Limitations of our study include the small sample size, making it challenging to infer whether certain patient characteristics (e.g., histology, IMDC risk group, etc.) had an impact on ctDNA detection. Furthermore, the retrospective nature of our study, including a wide variety of treatments and without standardized timing for ctDNA collection and imaging, potentially affects our ability to assess certain clinical variables, such as radiographic tumor burden, RECIST response and their relationship with ctDNA detection. Additionally, limited time of follow-up and the absence of serial samples also preclude the ability to determine if, on an intra-patient basis, variations in tumor burden correlate with variations in ctDNA detection and prognosis. Serial sampling would be a powerful tool to truly explore the value of ctDNA as a surrogate for radiographic response.
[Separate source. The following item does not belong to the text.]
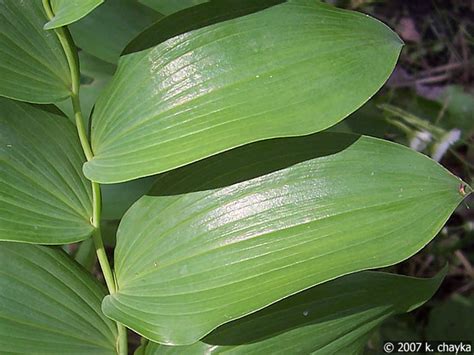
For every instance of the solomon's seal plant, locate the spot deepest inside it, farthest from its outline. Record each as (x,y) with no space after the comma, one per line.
(193,126)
In summary, we identify a relationship between radiographic tumor burden and the detection of ctDNA in mRCC. Acknowledging our small sample size, it would be critical to explore this phenomenon in larger series. To this end, we are working to expand this single institution series to include multiple partners and validate our initial findings. In this project, we will further explore the relationship between response and ctDNA detection as well. Beyond supplying data pertaining to specific GAs that can guide therapy, ctDNA assessment holds the potential to either complement or supplant radiographic assessment.